O destino dos dois escravos é diferente, mas ambos são pivôs de disputas entre os
herdeiros do finado Capitão. Entre esses herdeiros, temos Manoel Carlos Marques, Joaquim
Barbosa Marques e José Carlos Marques, filhos do primeiro casamento do Capitão Marques e
Antonio Jorge Marques – que foi o inventariante de seu pai – e Vicente Ferreira Marques,
filhos do segundo casamento.
Custódio era crioulo, tinha 31 anos no momento do inventário de seu senhor, era
solteiro, foi descrito como oficial ferreiro e avaliado na quantia de 600$000. Ele seria um dos
motivos pelos quais o herdeiro José Carlos Marques promoveria uma execução contra seu
irmão e inventariante de seu pai, Antonio Jorge Marques.
O herdeiro José Carlos exige no processo de inventário o pagamento de parte de sua
legítima materna que ficara faltando no momento do inventário de sua mãe. Para tanto, exige
receber na partilha dos bens os escravos Serafim e Ambrósia e o ferreiro Custódio.
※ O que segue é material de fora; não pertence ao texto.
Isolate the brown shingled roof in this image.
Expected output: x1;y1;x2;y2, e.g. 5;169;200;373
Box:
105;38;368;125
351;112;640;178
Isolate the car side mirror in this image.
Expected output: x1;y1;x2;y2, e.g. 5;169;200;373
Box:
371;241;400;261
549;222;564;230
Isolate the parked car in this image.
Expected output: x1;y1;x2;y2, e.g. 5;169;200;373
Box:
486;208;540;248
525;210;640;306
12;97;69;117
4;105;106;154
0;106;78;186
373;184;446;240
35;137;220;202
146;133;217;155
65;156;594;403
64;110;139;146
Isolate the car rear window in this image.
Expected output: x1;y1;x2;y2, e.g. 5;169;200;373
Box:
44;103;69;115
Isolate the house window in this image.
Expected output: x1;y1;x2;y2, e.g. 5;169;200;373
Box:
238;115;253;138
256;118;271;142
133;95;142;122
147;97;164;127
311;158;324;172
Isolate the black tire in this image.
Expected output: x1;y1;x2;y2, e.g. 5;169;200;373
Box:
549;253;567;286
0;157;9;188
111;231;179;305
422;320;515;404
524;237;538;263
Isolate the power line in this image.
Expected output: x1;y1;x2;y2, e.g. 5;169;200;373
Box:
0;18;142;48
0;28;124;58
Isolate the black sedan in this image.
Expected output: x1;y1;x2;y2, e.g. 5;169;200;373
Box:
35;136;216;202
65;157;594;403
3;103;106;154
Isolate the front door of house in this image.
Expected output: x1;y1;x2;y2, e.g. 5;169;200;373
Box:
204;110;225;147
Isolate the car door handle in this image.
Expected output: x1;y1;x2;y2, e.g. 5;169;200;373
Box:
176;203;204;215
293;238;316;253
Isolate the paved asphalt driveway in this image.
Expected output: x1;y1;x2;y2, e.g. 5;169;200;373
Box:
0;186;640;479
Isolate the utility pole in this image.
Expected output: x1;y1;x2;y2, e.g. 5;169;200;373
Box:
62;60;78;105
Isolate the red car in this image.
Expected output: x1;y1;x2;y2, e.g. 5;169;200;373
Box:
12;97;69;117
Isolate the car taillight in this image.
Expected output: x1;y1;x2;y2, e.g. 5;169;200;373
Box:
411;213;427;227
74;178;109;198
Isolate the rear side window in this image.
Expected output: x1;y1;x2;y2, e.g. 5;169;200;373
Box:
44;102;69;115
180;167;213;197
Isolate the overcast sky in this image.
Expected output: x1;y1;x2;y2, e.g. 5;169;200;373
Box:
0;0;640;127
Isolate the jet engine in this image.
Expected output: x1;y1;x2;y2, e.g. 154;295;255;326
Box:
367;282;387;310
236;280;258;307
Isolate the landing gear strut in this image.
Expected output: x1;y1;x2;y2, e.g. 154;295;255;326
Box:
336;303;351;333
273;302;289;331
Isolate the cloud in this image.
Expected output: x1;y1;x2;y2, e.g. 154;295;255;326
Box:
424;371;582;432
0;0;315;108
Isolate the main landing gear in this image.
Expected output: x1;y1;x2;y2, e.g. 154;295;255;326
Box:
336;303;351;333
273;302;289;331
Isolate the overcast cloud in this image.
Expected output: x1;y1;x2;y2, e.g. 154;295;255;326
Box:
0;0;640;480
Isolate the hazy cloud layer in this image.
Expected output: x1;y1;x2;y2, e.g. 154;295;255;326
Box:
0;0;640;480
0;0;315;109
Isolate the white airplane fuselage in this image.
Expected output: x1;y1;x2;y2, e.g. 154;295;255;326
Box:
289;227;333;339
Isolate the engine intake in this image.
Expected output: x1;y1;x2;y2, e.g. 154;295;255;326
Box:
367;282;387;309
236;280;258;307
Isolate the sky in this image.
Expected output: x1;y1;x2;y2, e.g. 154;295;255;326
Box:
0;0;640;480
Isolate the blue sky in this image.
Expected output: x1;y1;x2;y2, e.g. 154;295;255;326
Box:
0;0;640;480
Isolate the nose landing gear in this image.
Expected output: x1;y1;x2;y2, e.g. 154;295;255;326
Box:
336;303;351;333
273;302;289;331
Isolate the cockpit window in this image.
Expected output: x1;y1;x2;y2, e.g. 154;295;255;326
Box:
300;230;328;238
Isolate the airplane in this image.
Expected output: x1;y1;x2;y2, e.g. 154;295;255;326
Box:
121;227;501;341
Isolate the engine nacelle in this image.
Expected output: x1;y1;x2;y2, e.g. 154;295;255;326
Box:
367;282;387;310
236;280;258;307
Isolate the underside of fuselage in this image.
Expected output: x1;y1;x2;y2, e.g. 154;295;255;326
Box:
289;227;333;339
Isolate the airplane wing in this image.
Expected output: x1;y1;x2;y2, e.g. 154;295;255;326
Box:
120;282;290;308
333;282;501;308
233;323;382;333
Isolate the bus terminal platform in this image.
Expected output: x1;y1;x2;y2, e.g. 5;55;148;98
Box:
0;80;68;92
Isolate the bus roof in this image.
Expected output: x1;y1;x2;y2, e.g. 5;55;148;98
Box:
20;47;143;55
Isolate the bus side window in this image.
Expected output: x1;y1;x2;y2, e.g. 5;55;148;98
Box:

A respeito
deste, nas palavras do reclamante José Carlos Marques:
Diz José Carlos Marques que promovendo uma execução contra seu irmão Antonio Jorge Marques pela quantia de 845$000 que lhe ficou devendo o falecido pai comum o Capitão José Carlos Marques da legítima materna que coube ao Supll. como herdeiro de sua falecida mãe Antonia Maria de Jesus, se acha contratado e convencionado com o dito Jorge e outros seus irmãos do 1º e 2º matrimônio em receber do Supp. por conta da mesma legítima o escravo Custódio oficial de ferreiro no preço de 600$000 em que foi avaliado no inventário e o resto que são 245$200 e mais 160$000 que concordaram lhe cabia na 4ª parte no valor de 2 escravos, Joam e Boaventura, que depois da morte de sua Mãe o Pai comum recebe como dote, que lhe prometera seu sogro, receberia em dinheiro das mãos de seus irmãos do 2º matrimônio Antonio Jorge e Vicente Ferreira Marques, adjudicando-se-lhe bens no inventário para indenização da referida quantia, logo, que nele apresentar recibo seo Suppl. e que assim mesmo lhe ficaria pertencendo uma praça e meia, metade da Fazenda do Gadejo, que foi inventariada no valor de 62$188 em compensação do que o dito seu pai recebeu pelos jornais dos mesmos escravos, e que quanto a herança deste aceitaria a benefício do inventariante para que assim se observe e fique constando nos autos.19
A contenda entre os herdeiros se refere a bens que teriam sido adquiridos pelo Capitão
Marques quando ainda era casado com Antonia Maria de Jesus: os escravos Joam e
Boaventura, dos quais José Carlos requer também a parte dos jornais pagos a seu pai, parte
em praças na Fazenda do Gadejo e o escravo Custódio. O interessante é que, na solução do
conflito, Antonio Jorge paga a seu irmão 62$499 pelas praças, 500$000 pela metade da
fazenda e um pecúlio de 308$000, mas o escravo Custódio fica em sua propriedade. Isto é,
mesmo fazendo parte da legítima materna dos herdeiros do primeiro casamento, Custódio,
oficial de ferreiro, na partilha, fica entre os bens que pertenceriam a Antonio Jorge. O
inventariante prefere pagar em dinheiro a parte que cabia ao herdeiro José Carlos sobre o dito
cativo que abrir mão de seus serviços. Não houve o mesmo interesse de Antonio Jorge em
ficar com os outros escravos Joam e Boaventura, nem mesmo em relação às terras agrícolas e
19
APMI, Inventários, Inventário de José Carlos Marques. 1837. Cx. 10. Fl. 38.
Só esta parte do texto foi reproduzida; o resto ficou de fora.